Cristãos no leste do Paquistão se reuniram para cultos entre os destroços de suas igrejas vandalizadas no domingo, dias após uma multidão muçulmana ter invadido seu bairro, destruindo mais de 80 casas e 21 igrejas na província de Punjab. A violência eclodiu após a disseminação de alegações de que o Alcorão havia sido profanado.

De acordo com The Christian Post, na cidade de Jaranwala, que foi palco da violência em 16 de agosto, cerca de 200 cristãos se reuniram em uma rua estreita ao lado da principal Igreja do Exército da Salvação, cuja cruz estava ausente após ser derrubada pela multidão.

Nesse sentido, muitos dos presentes vieram de cidades vizinhas para mostrar apoio, enquanto outros expressaram medo e incerteza quanto à segurança.

“Costumávamos vir aqui sem medo, mas hoje precisamos da polícia”, disse Nosheen Farman, uma dona de casa de 29 anos.

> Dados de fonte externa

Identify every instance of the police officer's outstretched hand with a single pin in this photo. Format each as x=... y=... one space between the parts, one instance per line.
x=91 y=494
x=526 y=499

Dessa forma, os tumultos em 16 de agosto duraram horas, deixando casas destruídas e pertences espalhados pelas ruas. A maioria das vítimas são trabalhadores sanitários que vivem em casas apertadas, alguns agora abrigados em uma escola pública ou com parentesç. O governo local prometeu reconstruir, mas o trauma permanece.

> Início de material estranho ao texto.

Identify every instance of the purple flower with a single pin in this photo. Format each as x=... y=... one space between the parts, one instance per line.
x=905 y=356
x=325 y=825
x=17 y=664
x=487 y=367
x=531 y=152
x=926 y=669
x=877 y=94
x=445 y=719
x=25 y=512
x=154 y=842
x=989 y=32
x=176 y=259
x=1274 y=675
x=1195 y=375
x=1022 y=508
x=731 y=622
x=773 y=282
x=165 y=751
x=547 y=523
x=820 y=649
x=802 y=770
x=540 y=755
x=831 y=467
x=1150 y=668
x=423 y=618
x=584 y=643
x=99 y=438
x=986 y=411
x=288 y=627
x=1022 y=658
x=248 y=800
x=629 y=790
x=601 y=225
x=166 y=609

“Esses prédios e casas serão restaurados, mas será difícil para as meninas e crianças superarem esse trauma”, disse Samson Salamat, de 44 anos.

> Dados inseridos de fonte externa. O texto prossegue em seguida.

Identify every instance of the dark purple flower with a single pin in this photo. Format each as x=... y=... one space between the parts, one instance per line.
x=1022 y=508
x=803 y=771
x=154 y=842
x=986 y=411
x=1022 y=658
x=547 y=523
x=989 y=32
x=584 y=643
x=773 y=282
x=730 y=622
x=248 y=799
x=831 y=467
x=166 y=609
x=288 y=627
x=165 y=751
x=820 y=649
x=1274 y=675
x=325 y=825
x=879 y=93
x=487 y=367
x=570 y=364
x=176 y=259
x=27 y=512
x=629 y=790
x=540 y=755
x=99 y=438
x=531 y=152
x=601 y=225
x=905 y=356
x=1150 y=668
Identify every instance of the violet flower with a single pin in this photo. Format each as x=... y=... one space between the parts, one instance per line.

Sendo assim, o bispo da diocese liderou os serviços, e rações de comida foram distribuídas aos afetados. Tropas paramilitares estão protegendo os locais, incluindo a Igreja do Exército da Salvação e a Igreja Católica de São Paulo. O governo provincial anunciou uma compensação de 2 milhões de rúpias para cada família afetada.

Além disso, residentes e líderes comunitários disseram que a multidão, armada com várias armas, promoveu os tumultos sem intervenção da polícia e das autoridades administrativas presentes por mais de 10 horas. A polícia negou isso, afirmando que evitou uma situação pior.

Por fim, grupos de direitos humanos há muito criticam as leis de blasfêmia do Paquistão, citando seu uso indevido para ganhos pessoais. Mais de 2.000 pessoas foram acusadas desde 1987, com pelo menos 88 mortes por tais alegações, de acordo com o Centro de Justiça Social.